Note that this is released as a ‘Bright Sessions Novel’, Dr. Bright being Caleb’s therapist. I’m not sure how I came to this book – my guess is that it was a Tor.com freebie, but it might have been some other special offer. That said, it wasn’t until I read the afterward that I learned that The Bright Sessions started out as an audio drama podcast. This gives the book (and its place in a series that has two more books, both of which have different protagonists) more sense. Because the voices came out of audio drama, they had to be unique. Shippen succeeds admirably in bringing these differences to the page.

I also love the fact that the main characters are queer and that their varieties of neurodivergence are normalized in the context of the story. The parents are concerned, but their concerns are mostly for the health and safety of their kids, not any kind of homophobia.

Even the bully doesn’t have an issue with the fact that the two main characters are dating.
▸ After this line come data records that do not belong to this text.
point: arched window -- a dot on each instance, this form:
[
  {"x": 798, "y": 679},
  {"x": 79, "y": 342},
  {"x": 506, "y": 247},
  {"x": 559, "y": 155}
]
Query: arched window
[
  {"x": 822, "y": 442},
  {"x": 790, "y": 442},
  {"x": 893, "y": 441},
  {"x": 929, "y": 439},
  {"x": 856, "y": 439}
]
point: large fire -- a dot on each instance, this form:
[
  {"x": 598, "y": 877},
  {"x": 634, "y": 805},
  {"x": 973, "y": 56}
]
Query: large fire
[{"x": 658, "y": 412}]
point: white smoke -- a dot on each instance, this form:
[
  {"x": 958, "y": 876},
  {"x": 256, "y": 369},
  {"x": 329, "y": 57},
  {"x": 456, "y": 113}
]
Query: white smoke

It’s a little utopic, but I love how Shippen normalizes the nature of queer love – the focus on all the things they’re dealing with (including all the heavy emotions of the protagonists’ internal states, the emotions of just being adolescent, and some schoolyard violence) isn’t compounded by the fact that they’re queer. The queerness is simply adjacent. But the parents, who are most definitely issue-laden, are cool with the fact that their sons are boys in love.

As the story progresses, what we experience is a courtship and burgeoning relationship that captures adolescent angst about these things in a way that feels especially accurate. It certainly brought to mind the ups and downs of my own adolescence, in a bittersweet way.

The trick with stories like this, comprised of first-person internal monologues, is that you have to want to be in the characters’ heads, even when they don’t want to be in their own heads. It’s a feat to make that emotional rollercoaster attractive and inviting and Shippen makes it work.

I really like Caleb and Adam, so I’m not sure how I’ll feel about the other books in the series. I’m curious about the original audio drama that gave birth to the stories. A couple of episodes of The Bright Sessions are waiting on my phone.